Quand les Botrel chantaient à Perpignan et donnaient lieu aux rimes d’Albert Bausil.

Botrel le barde celte à Perpignan

Botrel le barde celte à Perpignan

En 1910, un couple d’artistes occupent pendant deux soirées la salle de l’EDEN Théâtre à Perpignan.

Jean-Baptiste-Théodore-Marie Botrel, auteur-compositeur-interprète français né le 14 septembre 1868 à Dinan, mort le 26 juillet 1925 à Pont-Aven en Bretagne où il est inhumé. Il est l’auteur de La Paimpolaise.

Bien préparée par la presse et la publicité, avec des relais locaux, l’arrivée et les prestations de Botrel et son épouse, accompagnés de leur pianiste (et photographe)  André Colomb,  ont un déroulement parfaitement rodé, avec  « parade » en costume breton, visite aux autorités ecclésiastiques et civiles (assortie le cas échéant d’une messe), entretien avec la presse, séance de photographies, conférence-audition (une succession de discours, chansons (parfois en duo, comme pour « Par le petit doigt ») et récitations, avec accompagnement de musique), offrandes par le public de compliments en vers et de bouquets , vente-dédicace de partitions et cartes postales, etc.

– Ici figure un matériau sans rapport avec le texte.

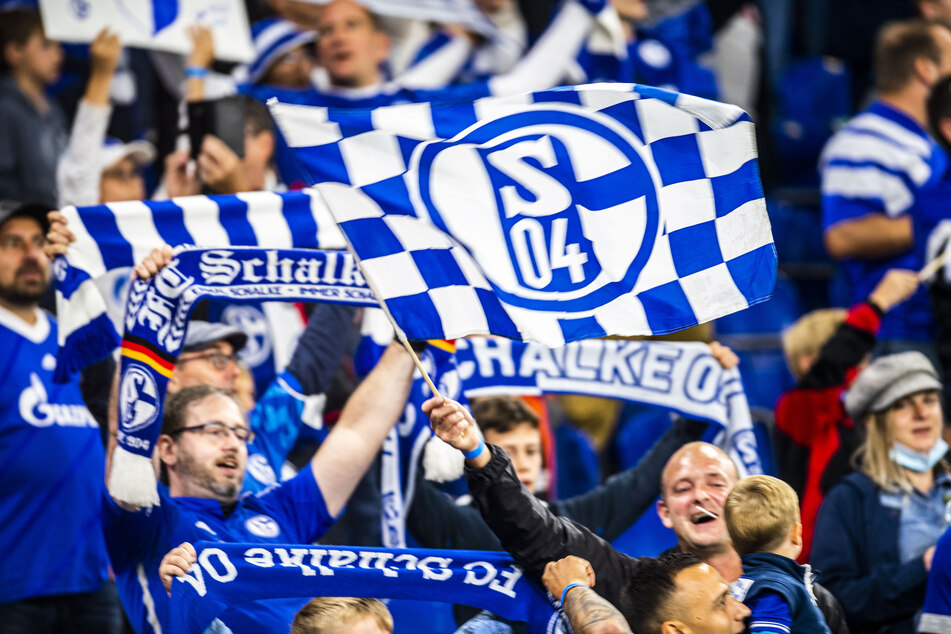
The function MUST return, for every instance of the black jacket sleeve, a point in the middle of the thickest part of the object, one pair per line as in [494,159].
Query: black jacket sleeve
[534,536]
[831,610]
[317,355]
[435,521]
[846,349]
[613,507]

Monsieur et Madame Botrel s’offrent au contact direct des gens et ne se ménagent pas, chantant, récitant et parlant sans compter, occupant l’espace public en association avec le clergé, les poètes et les musiciens amateurs, les enfants des écoles et le public qui se presse dans les salles de théâtre mais plus souvent de collèges, couvents, séminaires ou hôtels de ville et reprend en cœur ses chansons.

Ce couple d’artistes du spectacle, mais mariés, chrétiens et militants et volontiers associés aux œuvres de bienfaisance, a pu ainsi donner à voir une autre image de l’artiste et faire entendre d’autres (bonnes) chansons : un contre-modèle que l’Église peut opposer  à l’industrie délétère du spectacle d’importation.

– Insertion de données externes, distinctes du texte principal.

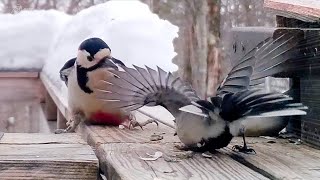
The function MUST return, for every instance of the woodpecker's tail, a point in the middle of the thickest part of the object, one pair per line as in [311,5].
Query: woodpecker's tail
[133,88]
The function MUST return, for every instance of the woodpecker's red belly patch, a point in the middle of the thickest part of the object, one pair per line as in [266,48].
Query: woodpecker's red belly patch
[106,118]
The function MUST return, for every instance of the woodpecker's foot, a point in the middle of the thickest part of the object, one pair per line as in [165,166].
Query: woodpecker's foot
[72,124]
[243,149]
[134,123]
[182,147]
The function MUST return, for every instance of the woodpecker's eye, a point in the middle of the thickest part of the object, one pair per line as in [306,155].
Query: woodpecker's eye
[90,58]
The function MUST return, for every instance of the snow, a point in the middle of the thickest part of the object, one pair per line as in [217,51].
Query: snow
[47,39]
[134,34]
[26,38]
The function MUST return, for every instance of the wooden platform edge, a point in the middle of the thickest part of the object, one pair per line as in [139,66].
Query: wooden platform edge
[304,13]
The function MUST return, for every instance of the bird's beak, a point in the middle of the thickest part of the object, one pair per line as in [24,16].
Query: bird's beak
[90,58]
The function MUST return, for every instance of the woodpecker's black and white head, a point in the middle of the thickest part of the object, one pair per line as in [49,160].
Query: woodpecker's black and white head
[92,51]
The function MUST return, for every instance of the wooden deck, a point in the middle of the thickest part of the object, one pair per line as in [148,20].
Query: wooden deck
[120,150]
[46,156]
[304,10]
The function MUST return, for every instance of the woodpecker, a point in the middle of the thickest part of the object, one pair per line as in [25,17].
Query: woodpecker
[81,75]
[207,125]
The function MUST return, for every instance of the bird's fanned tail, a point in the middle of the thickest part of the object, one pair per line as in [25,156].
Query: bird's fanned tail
[249,103]
[136,87]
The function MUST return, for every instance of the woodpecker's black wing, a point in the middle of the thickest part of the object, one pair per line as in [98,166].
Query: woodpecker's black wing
[66,69]
[134,88]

Il faut dire que les qualités propres aux deux artistes aident à tout cela : leurs costumes, mais aussi le port martial de Botrel, la tête « solidement plantée sur un cou de breton ; ces yeux noirs qui plongent dans le lointain et semblent se fixer sur une invisible croix ; sa gaillarde poignée de main… » (« la pâleur de son teint, l’ébène de ses cheveux et de sa moustache »), son œil « bleu et clair » sa voix superbe qui « a ce léger grassayement de nos frères à deux cents milles en bas de Québec », celle « souple et riche, admirablement nuancée » et même « divine » de Léna Botrel.

Source : http://www.botrel-jean-francois.com/Theodore_Botrel/Canada_1903.html

Voir les comptes rendus dans le journal Le Cri Catalan.

Le couple Botrel

Le couple Botrel

24 fevrier 1912 le cri Catalan, poésie d'Albert Bausil en hommage aux Botrel.

24 fevrier 1912 le cri Catalan, poésie d’Albert Bausil en hommage aux Botrel.

Il est à signaler que Théodore Botrel chanta une première fois à Perpignan le 24 février 1903 (journal Le Roussillon, 24 01 1903/06 02 1903/14 02 1903, programme : 23 02 1903, compte rendu : 25 02 1903). Concert organisé par la Société Artistique et Littéraire au profit des œuvres de jeunesse, dans la salle des fêtes de la place Bardou-Job.